The notation $p(X \mid \theta)$ can be confusing because, in a conditional probability distribution, $p(a\mid b)$, we often assume that $b$ is given and $p(a\mid b)$ is a distribution over $a$. However, in the case of MLE, $\theta$ in $p(X \mid \theta)$ is not fixed, but it is a variable, while $X$ is given and fixed. Hence we call $p(X \mid \theta)$ a likelihood rather than a probability density or mass function. Moreover, we often denote the likelihood as $\mathcal{L}(\theta; X) = p_{\theta}(X)$ (and there are other notations, but this is, in my opinion, the least confusing one), because we want to emphasize that the likelihood is actually a function of the variable $\theta$. However, this is notation can also be confusing because we equate a function of a variable $\theta$ to a probability distribution over $X$. However, you should note that $p_{\theta}(X)$ is parametrized by $\theta$.
Therefore, the MLE estimation \ref{1} can also be written as follows
\begin{align}
\theta^*
&=
\operatorname{argmax}_\theta \mathcal{L}(\theta; X) \\
&=\operatorname{argmax}_\theta p_{\theta}(X)
\tag{2}\label{2}
\end{align}
where $\theta^*$ is the point estimate of the objective function.
This notation emphasizes the fact that we want to find $\theta$, such that the probability of the given data $X$ is maximized.
Maximum a posteriori (MAP)
MAP is similar to MLE, but the objective is slightly different. First of all, we assume that $\theta$ is a random variable, so we have an associated probability distribution $p(\theta)$.
Recall that the Bayes' rule is the following
\begin{align}
p(\theta \mid X) = \frac{p(X \mid \theta) p(\theta)}{p(X)}
\tag{3}\label{3}
\end{align}
The objective function in MAP estimation is
\begin{align}
\theta^*
&= \operatorname{argmax}_\theta \frac{p(X \mid \theta) p(\theta)}{p(X)} \\
&= \operatorname{argmax}_\theta p(\theta \mid X) \tag{4}\label{4}
\end{align}
Given that $p(X)$ does not depend on $\theta$, for the purposes of optimization, we can ignore it, so equation \ref{4} becomes
\begin{align}
\theta^*
&= \operatorname{argmax}_\theta p(X \mid \theta) p(\theta) \\
&= \operatorname{argmax}_\theta p(\theta \mid X)
\tag{5}\label{5}
\end{align}
which is the MAP objective.
What is the relationship between MLE and MAP?
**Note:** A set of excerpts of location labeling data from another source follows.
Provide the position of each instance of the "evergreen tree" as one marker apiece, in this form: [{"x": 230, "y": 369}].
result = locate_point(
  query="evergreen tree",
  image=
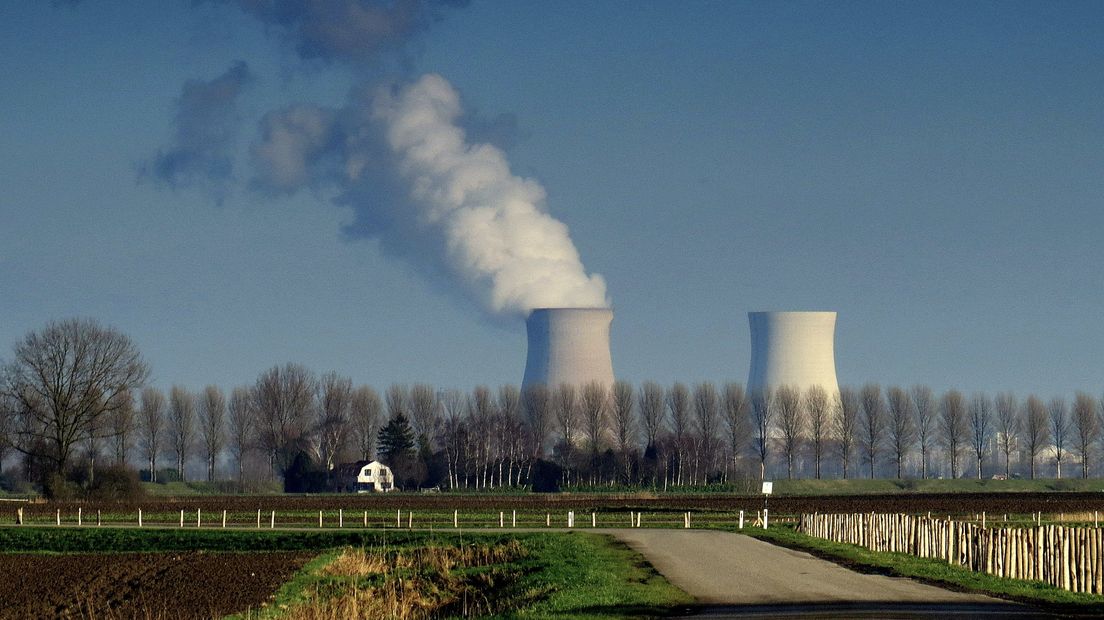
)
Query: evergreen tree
[{"x": 396, "y": 439}]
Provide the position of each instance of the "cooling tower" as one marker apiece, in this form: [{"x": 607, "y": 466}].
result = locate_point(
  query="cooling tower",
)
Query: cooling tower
[
  {"x": 794, "y": 349},
  {"x": 569, "y": 345}
]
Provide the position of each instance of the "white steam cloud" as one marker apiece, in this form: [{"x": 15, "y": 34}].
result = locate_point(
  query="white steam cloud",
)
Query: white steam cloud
[{"x": 498, "y": 239}]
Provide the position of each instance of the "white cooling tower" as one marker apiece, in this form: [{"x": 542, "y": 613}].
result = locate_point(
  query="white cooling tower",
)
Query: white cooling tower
[
  {"x": 794, "y": 349},
  {"x": 569, "y": 345}
]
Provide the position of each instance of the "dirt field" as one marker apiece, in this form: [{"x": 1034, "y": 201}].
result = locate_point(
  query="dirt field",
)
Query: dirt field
[{"x": 154, "y": 585}]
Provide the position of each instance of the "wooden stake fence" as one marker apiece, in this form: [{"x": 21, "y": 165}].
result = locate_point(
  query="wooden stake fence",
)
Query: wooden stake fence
[{"x": 1071, "y": 558}]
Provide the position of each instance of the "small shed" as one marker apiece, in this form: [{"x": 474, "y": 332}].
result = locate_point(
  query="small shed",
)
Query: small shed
[{"x": 374, "y": 477}]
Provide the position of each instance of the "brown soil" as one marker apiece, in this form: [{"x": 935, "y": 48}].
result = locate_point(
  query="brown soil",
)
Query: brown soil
[{"x": 152, "y": 585}]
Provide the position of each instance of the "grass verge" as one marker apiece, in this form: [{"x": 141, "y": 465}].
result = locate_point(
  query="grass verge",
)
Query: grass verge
[{"x": 1036, "y": 594}]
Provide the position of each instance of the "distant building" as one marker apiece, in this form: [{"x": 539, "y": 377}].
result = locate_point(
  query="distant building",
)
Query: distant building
[{"x": 365, "y": 477}]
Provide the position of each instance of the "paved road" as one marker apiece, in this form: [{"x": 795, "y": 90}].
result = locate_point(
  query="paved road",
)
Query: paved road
[{"x": 732, "y": 575}]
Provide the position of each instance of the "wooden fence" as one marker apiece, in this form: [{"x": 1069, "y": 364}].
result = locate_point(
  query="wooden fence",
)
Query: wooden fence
[{"x": 1068, "y": 557}]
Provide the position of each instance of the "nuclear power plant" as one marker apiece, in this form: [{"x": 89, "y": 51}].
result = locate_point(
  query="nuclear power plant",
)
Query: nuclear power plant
[
  {"x": 794, "y": 349},
  {"x": 569, "y": 345}
]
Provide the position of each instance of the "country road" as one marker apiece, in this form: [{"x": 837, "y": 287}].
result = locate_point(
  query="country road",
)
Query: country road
[{"x": 736, "y": 576}]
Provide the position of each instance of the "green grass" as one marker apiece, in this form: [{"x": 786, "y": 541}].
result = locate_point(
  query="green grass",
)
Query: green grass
[{"x": 934, "y": 572}]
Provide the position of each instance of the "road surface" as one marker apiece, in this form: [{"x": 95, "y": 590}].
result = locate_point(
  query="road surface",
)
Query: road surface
[{"x": 732, "y": 575}]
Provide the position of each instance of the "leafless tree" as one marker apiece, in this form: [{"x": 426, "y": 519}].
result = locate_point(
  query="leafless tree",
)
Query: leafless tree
[
  {"x": 902, "y": 426},
  {"x": 787, "y": 401},
  {"x": 150, "y": 427},
  {"x": 678, "y": 404},
  {"x": 509, "y": 431},
  {"x": 181, "y": 426},
  {"x": 284, "y": 398},
  {"x": 1008, "y": 427},
  {"x": 847, "y": 425},
  {"x": 333, "y": 412},
  {"x": 624, "y": 416},
  {"x": 653, "y": 409},
  {"x": 1086, "y": 428},
  {"x": 425, "y": 413},
  {"x": 64, "y": 382},
  {"x": 924, "y": 414},
  {"x": 818, "y": 407},
  {"x": 872, "y": 424},
  {"x": 454, "y": 434},
  {"x": 537, "y": 404},
  {"x": 1059, "y": 430},
  {"x": 213, "y": 426},
  {"x": 364, "y": 408},
  {"x": 953, "y": 427},
  {"x": 565, "y": 407},
  {"x": 735, "y": 419},
  {"x": 1036, "y": 428},
  {"x": 483, "y": 414},
  {"x": 242, "y": 429},
  {"x": 595, "y": 407},
  {"x": 762, "y": 421},
  {"x": 123, "y": 429},
  {"x": 980, "y": 423},
  {"x": 707, "y": 409}
]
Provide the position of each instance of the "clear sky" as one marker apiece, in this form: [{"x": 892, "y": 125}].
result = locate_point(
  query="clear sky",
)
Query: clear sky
[{"x": 933, "y": 171}]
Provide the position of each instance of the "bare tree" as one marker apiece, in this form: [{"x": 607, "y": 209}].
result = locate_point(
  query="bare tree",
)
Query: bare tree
[
  {"x": 213, "y": 426},
  {"x": 1086, "y": 428},
  {"x": 980, "y": 421},
  {"x": 537, "y": 404},
  {"x": 791, "y": 415},
  {"x": 1008, "y": 427},
  {"x": 847, "y": 425},
  {"x": 64, "y": 382},
  {"x": 735, "y": 419},
  {"x": 150, "y": 427},
  {"x": 181, "y": 426},
  {"x": 425, "y": 413},
  {"x": 678, "y": 404},
  {"x": 454, "y": 434},
  {"x": 902, "y": 425},
  {"x": 1036, "y": 428},
  {"x": 762, "y": 421},
  {"x": 509, "y": 431},
  {"x": 123, "y": 429},
  {"x": 819, "y": 412},
  {"x": 242, "y": 429},
  {"x": 364, "y": 408},
  {"x": 708, "y": 417},
  {"x": 1059, "y": 430},
  {"x": 284, "y": 398},
  {"x": 624, "y": 416},
  {"x": 924, "y": 414},
  {"x": 653, "y": 409},
  {"x": 872, "y": 424},
  {"x": 565, "y": 407},
  {"x": 333, "y": 412},
  {"x": 953, "y": 427}
]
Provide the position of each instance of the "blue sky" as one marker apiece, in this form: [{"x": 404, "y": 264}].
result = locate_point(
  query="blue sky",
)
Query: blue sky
[{"x": 933, "y": 172}]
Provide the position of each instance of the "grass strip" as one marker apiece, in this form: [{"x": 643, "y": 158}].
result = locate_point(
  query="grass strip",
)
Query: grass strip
[{"x": 933, "y": 572}]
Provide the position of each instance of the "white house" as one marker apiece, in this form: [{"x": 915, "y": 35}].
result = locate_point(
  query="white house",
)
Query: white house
[{"x": 374, "y": 477}]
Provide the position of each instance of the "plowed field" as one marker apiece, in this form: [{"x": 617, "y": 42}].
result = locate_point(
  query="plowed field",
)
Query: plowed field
[{"x": 155, "y": 585}]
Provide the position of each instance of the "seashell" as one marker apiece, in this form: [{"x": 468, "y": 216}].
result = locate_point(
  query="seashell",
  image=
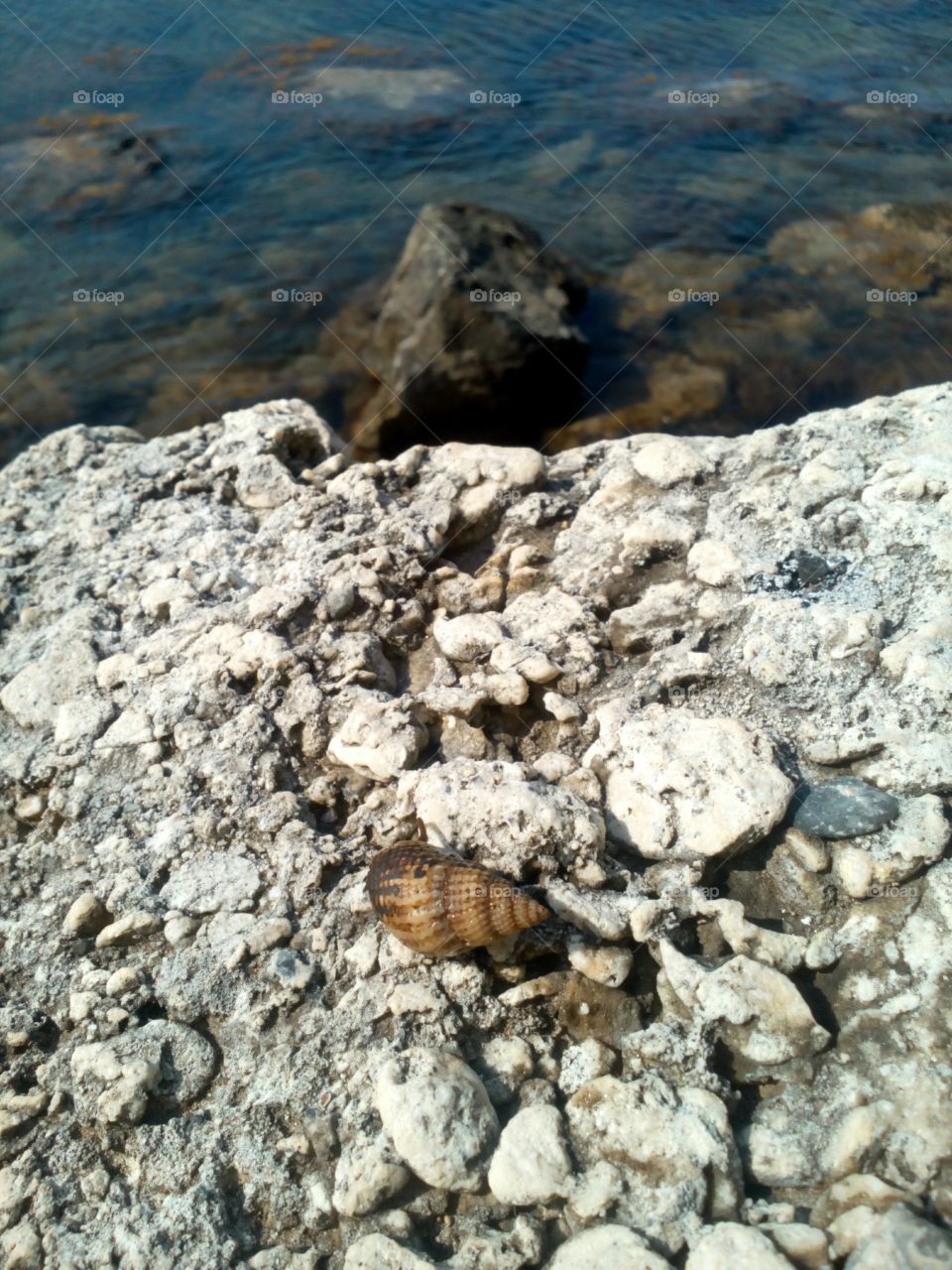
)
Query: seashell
[{"x": 439, "y": 905}]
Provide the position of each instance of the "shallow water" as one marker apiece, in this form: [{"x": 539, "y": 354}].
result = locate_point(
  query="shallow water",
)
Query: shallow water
[{"x": 198, "y": 194}]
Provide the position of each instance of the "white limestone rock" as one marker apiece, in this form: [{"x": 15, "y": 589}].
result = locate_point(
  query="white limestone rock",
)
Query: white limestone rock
[
  {"x": 731, "y": 1245},
  {"x": 438, "y": 1116},
  {"x": 607, "y": 1247},
  {"x": 674, "y": 1150},
  {"x": 531, "y": 1165},
  {"x": 379, "y": 735}
]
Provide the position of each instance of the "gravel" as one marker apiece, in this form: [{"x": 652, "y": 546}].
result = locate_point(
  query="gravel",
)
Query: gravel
[{"x": 236, "y": 665}]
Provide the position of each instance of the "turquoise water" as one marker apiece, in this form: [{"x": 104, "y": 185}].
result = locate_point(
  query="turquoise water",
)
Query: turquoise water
[{"x": 145, "y": 159}]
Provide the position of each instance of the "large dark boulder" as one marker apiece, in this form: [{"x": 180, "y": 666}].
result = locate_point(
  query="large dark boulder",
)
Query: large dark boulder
[{"x": 472, "y": 338}]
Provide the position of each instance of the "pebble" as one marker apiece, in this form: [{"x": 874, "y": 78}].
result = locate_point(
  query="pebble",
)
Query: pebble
[
  {"x": 126, "y": 930},
  {"x": 211, "y": 883},
  {"x": 22, "y": 1248},
  {"x": 583, "y": 1064},
  {"x": 667, "y": 460},
  {"x": 367, "y": 1174},
  {"x": 610, "y": 965},
  {"x": 179, "y": 929},
  {"x": 730, "y": 1245},
  {"x": 467, "y": 638},
  {"x": 122, "y": 980},
  {"x": 712, "y": 563},
  {"x": 531, "y": 1165},
  {"x": 844, "y": 808},
  {"x": 379, "y": 1252},
  {"x": 607, "y": 1247},
  {"x": 30, "y": 808},
  {"x": 438, "y": 1115},
  {"x": 289, "y": 969},
  {"x": 86, "y": 916}
]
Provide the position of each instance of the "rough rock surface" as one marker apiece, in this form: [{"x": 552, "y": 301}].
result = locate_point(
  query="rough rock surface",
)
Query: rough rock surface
[{"x": 234, "y": 665}]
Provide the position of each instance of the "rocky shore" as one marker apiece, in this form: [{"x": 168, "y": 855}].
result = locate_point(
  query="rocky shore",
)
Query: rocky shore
[{"x": 694, "y": 691}]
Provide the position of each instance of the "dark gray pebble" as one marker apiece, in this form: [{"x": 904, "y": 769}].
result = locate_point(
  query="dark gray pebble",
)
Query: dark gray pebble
[{"x": 844, "y": 808}]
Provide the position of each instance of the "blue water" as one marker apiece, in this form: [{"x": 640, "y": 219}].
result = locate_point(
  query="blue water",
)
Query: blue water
[{"x": 198, "y": 194}]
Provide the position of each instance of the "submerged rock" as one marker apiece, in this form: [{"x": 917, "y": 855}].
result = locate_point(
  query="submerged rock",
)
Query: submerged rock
[
  {"x": 474, "y": 336},
  {"x": 844, "y": 808}
]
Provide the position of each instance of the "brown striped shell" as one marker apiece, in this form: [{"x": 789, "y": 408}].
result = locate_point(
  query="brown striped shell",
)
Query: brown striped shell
[{"x": 439, "y": 905}]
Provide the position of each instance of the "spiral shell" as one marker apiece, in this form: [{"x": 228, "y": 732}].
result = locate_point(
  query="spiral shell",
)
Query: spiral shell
[{"x": 439, "y": 905}]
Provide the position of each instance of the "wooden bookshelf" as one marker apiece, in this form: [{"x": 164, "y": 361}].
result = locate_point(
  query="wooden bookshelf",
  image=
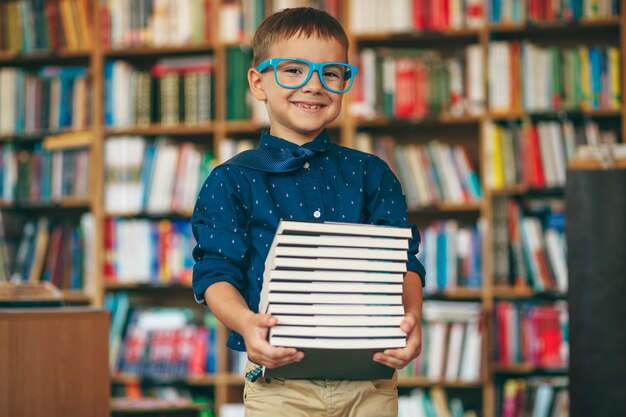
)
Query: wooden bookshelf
[{"x": 466, "y": 129}]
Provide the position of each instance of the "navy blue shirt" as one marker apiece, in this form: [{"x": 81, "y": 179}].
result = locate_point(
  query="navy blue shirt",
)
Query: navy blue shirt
[{"x": 238, "y": 210}]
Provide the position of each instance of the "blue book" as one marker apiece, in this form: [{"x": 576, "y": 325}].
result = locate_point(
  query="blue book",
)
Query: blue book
[{"x": 108, "y": 93}]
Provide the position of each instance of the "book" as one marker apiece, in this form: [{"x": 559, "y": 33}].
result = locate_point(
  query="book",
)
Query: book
[{"x": 335, "y": 301}]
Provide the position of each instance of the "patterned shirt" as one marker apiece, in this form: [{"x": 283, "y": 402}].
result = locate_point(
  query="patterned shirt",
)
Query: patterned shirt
[{"x": 239, "y": 208}]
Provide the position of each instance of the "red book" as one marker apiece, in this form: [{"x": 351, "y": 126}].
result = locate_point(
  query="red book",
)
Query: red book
[
  {"x": 199, "y": 352},
  {"x": 419, "y": 14},
  {"x": 53, "y": 30},
  {"x": 404, "y": 94},
  {"x": 110, "y": 225},
  {"x": 504, "y": 356},
  {"x": 534, "y": 152},
  {"x": 420, "y": 88}
]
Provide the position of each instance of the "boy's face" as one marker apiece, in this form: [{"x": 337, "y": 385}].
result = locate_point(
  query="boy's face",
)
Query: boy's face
[{"x": 299, "y": 115}]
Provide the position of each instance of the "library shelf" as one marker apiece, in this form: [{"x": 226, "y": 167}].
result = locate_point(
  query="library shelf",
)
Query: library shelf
[
  {"x": 65, "y": 203},
  {"x": 152, "y": 286},
  {"x": 437, "y": 120},
  {"x": 425, "y": 36},
  {"x": 459, "y": 293},
  {"x": 406, "y": 382},
  {"x": 547, "y": 27},
  {"x": 142, "y": 51},
  {"x": 42, "y": 57},
  {"x": 526, "y": 369},
  {"x": 160, "y": 129},
  {"x": 554, "y": 114},
  {"x": 469, "y": 129},
  {"x": 74, "y": 297}
]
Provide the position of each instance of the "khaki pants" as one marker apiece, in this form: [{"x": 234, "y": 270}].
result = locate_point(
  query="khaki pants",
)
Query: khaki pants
[{"x": 277, "y": 397}]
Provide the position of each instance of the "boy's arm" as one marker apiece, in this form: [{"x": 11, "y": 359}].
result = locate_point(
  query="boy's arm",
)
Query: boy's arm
[
  {"x": 411, "y": 324},
  {"x": 230, "y": 308}
]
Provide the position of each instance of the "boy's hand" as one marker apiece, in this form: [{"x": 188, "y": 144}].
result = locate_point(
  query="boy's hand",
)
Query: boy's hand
[
  {"x": 258, "y": 348},
  {"x": 399, "y": 358}
]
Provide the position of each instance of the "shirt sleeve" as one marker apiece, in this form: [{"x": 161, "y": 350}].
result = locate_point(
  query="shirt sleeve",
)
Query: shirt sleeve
[
  {"x": 219, "y": 226},
  {"x": 386, "y": 205}
]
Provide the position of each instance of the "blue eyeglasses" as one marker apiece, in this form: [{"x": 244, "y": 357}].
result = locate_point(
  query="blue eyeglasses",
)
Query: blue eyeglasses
[{"x": 294, "y": 73}]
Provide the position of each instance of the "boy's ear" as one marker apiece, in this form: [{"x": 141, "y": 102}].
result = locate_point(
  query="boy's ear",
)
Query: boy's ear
[{"x": 256, "y": 84}]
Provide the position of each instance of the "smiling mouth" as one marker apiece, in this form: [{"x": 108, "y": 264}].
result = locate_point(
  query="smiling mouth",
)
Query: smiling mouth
[{"x": 308, "y": 106}]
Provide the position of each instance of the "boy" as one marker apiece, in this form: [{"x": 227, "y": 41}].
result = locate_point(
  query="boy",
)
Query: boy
[{"x": 296, "y": 173}]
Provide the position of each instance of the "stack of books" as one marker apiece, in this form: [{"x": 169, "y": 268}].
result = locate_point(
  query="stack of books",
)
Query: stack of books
[{"x": 336, "y": 290}]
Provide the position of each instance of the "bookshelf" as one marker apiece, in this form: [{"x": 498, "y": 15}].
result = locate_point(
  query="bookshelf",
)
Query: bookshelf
[{"x": 468, "y": 128}]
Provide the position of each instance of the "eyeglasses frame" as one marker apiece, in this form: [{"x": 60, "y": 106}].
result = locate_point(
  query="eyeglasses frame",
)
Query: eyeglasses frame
[{"x": 315, "y": 67}]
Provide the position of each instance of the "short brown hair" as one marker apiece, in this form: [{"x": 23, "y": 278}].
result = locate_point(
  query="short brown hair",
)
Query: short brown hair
[{"x": 305, "y": 21}]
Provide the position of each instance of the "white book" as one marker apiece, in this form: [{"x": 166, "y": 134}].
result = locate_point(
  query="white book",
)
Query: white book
[
  {"x": 319, "y": 320},
  {"x": 339, "y": 343},
  {"x": 357, "y": 229},
  {"x": 338, "y": 240},
  {"x": 342, "y": 264},
  {"x": 335, "y": 309},
  {"x": 455, "y": 348},
  {"x": 436, "y": 350},
  {"x": 336, "y": 331},
  {"x": 470, "y": 360},
  {"x": 335, "y": 287},
  {"x": 325, "y": 298},
  {"x": 333, "y": 275},
  {"x": 339, "y": 252}
]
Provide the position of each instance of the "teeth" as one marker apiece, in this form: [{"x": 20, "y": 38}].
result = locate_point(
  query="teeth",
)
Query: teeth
[{"x": 309, "y": 106}]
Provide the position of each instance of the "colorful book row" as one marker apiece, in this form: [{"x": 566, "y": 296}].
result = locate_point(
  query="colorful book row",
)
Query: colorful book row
[
  {"x": 452, "y": 255},
  {"x": 451, "y": 343},
  {"x": 158, "y": 176},
  {"x": 531, "y": 333},
  {"x": 416, "y": 83},
  {"x": 47, "y": 100},
  {"x": 375, "y": 16},
  {"x": 430, "y": 174},
  {"x": 529, "y": 245},
  {"x": 534, "y": 78},
  {"x": 527, "y": 11},
  {"x": 30, "y": 26},
  {"x": 174, "y": 91},
  {"x": 536, "y": 154},
  {"x": 140, "y": 251},
  {"x": 49, "y": 250},
  {"x": 156, "y": 23}
]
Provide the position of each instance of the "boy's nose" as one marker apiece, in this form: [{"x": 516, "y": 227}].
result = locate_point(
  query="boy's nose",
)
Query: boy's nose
[{"x": 314, "y": 83}]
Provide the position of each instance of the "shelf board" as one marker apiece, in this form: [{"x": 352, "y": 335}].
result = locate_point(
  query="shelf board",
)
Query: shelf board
[
  {"x": 548, "y": 26},
  {"x": 415, "y": 381},
  {"x": 243, "y": 126},
  {"x": 515, "y": 190},
  {"x": 447, "y": 208},
  {"x": 504, "y": 292},
  {"x": 526, "y": 369},
  {"x": 386, "y": 122},
  {"x": 150, "y": 406},
  {"x": 564, "y": 113},
  {"x": 66, "y": 202},
  {"x": 156, "y": 129},
  {"x": 456, "y": 293},
  {"x": 374, "y": 37},
  {"x": 7, "y": 57},
  {"x": 75, "y": 297},
  {"x": 144, "y": 215},
  {"x": 146, "y": 51},
  {"x": 156, "y": 286},
  {"x": 36, "y": 136}
]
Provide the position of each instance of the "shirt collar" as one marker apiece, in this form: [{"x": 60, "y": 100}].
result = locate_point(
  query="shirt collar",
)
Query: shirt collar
[{"x": 320, "y": 144}]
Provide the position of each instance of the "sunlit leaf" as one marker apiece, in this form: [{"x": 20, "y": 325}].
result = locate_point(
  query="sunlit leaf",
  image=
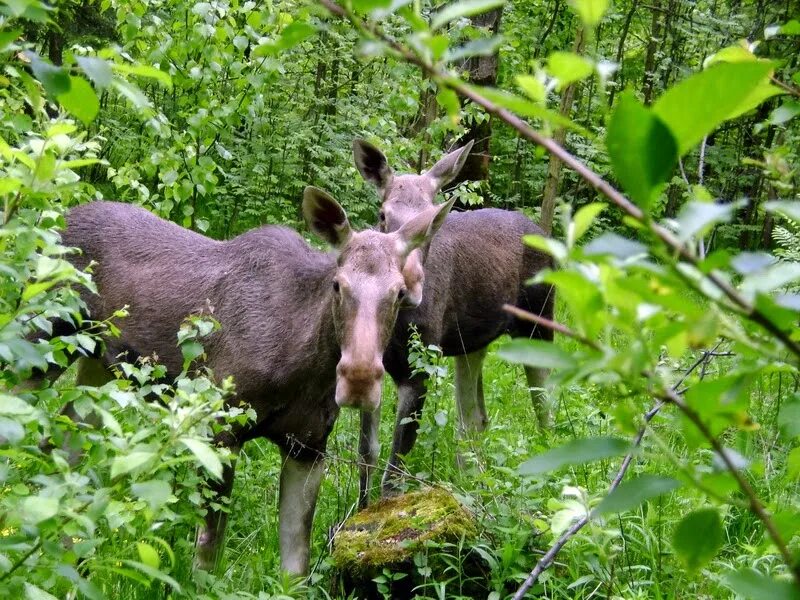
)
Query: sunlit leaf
[
  {"x": 643, "y": 152},
  {"x": 575, "y": 452},
  {"x": 752, "y": 585},
  {"x": 568, "y": 67},
  {"x": 80, "y": 100},
  {"x": 463, "y": 8},
  {"x": 696, "y": 106},
  {"x": 205, "y": 456},
  {"x": 631, "y": 494},
  {"x": 590, "y": 11}
]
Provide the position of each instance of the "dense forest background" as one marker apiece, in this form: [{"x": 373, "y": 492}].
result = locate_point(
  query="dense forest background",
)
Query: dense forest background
[
  {"x": 216, "y": 115},
  {"x": 244, "y": 128}
]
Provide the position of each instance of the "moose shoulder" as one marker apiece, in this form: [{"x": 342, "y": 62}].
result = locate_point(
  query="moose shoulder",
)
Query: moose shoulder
[
  {"x": 475, "y": 264},
  {"x": 302, "y": 331}
]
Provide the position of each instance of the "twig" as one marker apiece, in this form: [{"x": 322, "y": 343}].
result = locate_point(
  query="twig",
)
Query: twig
[
  {"x": 548, "y": 558},
  {"x": 670, "y": 396},
  {"x": 739, "y": 302}
]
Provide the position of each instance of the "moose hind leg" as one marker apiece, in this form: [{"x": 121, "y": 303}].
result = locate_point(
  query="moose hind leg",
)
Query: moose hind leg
[
  {"x": 536, "y": 378},
  {"x": 410, "y": 400},
  {"x": 211, "y": 535},
  {"x": 368, "y": 449},
  {"x": 472, "y": 415},
  {"x": 300, "y": 481}
]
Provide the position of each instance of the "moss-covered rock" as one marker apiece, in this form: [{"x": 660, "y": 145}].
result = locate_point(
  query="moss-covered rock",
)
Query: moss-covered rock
[{"x": 388, "y": 534}]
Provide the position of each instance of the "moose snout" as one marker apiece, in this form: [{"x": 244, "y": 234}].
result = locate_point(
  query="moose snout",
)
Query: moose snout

In MAP, the objective is \ref{5}, which includes a prior over $\theta$, while, in MLE, equation \ref{1}, there is no such thing.
- Therefore, in MAP, we can assume that the parameters $\theta$ follow a certain distribution, thanks to the usage of $p(\theta)$.
In both MAP and MLE, we want to find a point estimate (which can be a number, if you have just one parameter, or a vector of size $N$, if you have $N$ parameters).
MAP is equivalent to MLE if you use a uniform prior, that is, if $p(\theta)$ is a uniform distribution.
Which distribution fits the data $X$?
In MAP, the human (you, me, etc.) chooses the family of distributions. For example, you can assume that your parameters $\theta$ follow a Gaussian distribution, so $p(\theta)$ will be a Gaussian distribution over the parameters. Why do I say "family"? For example, in the case of a Gaussian distribution, you have two parameters that control the shape of the distribution, namely, the mean and variance. Depending on the concrete values of these two parameters, you will have different Gaussian distributions, so you call all these Gaussian distributions a family.
How do you find $\theta$?
To find $\theta^*$, you can use an optimization method like gradient descent or, in certain cases, you can find a closed-form solution. See also Which distributions have closed-form solutions for maximum likelihood estimation?.
Resources
The following blog post MLE vs MAP: the connection between Maximum Likelihood and Maximum A Posteriori Estimation, by Agustinus Kristiadi (a Ph.D. student in machine learning), might also be useful, so I suggest you read it. It will give you more details that I've left out on purpose to avoid cluttering this answer.